Wednesday, January 27, 2010

Loo and Vernes Girl Scout Cookie Diet

This morning one named Verne pulled out in front of me in her vehicle. After cleaning out the ditch, I gased it to catch up to her and sock her in the lips. On the highway I noticed these green boxes flying from her window. Upon further inspection these boxes were all empty, very early to be on a binge. So I continued to follow her until I lost the trail, later that evening I stopped by her house to discover her and cootie coyote having tea and cookies. Verne had a wild look in her eyes. I didn't know if it was the cookies or cootie.

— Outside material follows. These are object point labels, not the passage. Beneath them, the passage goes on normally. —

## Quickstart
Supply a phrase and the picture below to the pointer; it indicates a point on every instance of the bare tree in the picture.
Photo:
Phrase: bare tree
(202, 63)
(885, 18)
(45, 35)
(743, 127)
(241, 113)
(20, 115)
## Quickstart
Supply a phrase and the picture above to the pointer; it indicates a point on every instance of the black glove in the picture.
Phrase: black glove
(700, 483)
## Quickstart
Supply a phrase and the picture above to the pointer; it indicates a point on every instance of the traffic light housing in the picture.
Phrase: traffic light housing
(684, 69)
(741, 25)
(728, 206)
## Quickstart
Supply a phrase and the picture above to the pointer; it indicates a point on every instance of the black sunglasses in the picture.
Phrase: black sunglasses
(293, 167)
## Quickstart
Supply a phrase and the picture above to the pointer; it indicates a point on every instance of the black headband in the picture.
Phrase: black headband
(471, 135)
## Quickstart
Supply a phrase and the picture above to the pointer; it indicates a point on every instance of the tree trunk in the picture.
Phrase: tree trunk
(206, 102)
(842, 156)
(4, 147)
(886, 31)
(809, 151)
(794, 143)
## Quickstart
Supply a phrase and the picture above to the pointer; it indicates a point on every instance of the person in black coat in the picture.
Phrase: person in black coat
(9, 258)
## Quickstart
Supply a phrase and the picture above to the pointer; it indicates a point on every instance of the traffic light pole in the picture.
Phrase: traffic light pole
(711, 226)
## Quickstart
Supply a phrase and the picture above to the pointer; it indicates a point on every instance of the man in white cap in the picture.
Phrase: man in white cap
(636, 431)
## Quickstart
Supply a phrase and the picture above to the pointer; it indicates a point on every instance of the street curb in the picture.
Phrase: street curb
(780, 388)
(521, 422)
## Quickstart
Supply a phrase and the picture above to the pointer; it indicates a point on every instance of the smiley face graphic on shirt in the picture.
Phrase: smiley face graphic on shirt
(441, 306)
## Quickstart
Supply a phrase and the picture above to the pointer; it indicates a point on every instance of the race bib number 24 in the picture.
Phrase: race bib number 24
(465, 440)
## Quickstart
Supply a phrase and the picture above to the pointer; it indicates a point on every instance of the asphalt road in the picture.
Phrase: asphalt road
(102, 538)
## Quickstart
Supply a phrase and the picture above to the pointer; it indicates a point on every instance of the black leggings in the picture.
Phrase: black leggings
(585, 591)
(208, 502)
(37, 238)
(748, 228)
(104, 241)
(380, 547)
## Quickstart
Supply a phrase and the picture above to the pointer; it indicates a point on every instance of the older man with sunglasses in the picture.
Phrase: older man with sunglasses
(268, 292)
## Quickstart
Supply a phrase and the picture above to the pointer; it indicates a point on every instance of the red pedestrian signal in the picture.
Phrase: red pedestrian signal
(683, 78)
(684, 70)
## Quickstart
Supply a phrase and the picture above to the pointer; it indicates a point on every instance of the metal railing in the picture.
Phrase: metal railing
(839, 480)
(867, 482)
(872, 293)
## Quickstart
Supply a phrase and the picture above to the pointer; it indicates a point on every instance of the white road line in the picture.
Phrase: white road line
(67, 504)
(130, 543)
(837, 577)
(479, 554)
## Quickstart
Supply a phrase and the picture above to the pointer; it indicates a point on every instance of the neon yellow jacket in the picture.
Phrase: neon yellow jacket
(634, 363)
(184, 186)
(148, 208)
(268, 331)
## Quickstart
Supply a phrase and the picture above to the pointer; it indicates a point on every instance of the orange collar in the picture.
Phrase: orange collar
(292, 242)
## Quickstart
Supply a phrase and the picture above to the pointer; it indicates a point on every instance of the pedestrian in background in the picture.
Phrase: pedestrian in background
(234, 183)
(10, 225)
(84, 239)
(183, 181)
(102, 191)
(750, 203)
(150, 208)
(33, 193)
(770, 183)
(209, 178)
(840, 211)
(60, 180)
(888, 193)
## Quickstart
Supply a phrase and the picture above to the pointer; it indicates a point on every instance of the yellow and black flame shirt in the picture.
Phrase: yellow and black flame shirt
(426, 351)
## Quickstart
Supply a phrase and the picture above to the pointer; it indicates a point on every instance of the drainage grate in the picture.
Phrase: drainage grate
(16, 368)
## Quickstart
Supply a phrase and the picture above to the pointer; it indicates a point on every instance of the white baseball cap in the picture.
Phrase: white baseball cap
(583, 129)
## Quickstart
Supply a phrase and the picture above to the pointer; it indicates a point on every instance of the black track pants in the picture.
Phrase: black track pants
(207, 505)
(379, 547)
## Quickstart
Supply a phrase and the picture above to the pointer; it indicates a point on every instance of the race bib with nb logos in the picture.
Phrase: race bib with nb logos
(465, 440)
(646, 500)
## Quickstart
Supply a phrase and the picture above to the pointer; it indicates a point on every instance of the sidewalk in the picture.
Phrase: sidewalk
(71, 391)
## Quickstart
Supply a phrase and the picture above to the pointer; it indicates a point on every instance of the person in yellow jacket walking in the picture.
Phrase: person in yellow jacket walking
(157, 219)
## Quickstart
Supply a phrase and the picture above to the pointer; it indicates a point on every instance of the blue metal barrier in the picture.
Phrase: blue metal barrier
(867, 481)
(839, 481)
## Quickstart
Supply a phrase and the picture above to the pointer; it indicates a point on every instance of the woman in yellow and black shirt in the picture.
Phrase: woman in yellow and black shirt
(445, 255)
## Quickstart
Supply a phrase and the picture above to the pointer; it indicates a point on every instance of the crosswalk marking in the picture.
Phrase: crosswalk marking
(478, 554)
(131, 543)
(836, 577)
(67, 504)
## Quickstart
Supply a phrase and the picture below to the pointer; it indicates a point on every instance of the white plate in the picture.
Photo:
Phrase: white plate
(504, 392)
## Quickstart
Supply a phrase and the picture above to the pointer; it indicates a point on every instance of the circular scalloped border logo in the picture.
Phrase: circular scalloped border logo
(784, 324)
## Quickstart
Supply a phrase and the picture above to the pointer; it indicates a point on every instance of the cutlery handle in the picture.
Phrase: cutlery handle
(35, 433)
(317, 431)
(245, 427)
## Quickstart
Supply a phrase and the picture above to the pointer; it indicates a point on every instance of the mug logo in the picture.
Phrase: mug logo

So I rushed in and broke her royal Doulton tea pitcher and demanded to know why she caused me to clean out a ditch and why she was littering! Verne busted out in laughter, I was not amused and cootie was hiding under the couch, still speechless from the hot tea spilling on his lap.
What's so flipping funny?! I asked. To which Verne replied, I had a kidney stone and couldn't flush it. Last night I bought these new girl scout cookies made with cranberries. And you thought since they have cranberries somehow it would move the stone? Asked Loo.
Exactly! Only problem it didn't work but merely have me a case of dyspepsia and I was racing to Dr Harbolts. That still doesn't explain the littering. Dr Harbolt has a nose for unhealthy things so I was getting rid of the evidence. Lord knows I'm not sitting through one of his weight loss classes!
Sounds like you learned your lesson, so I won't punch you in the lips. Cootie you can come out now.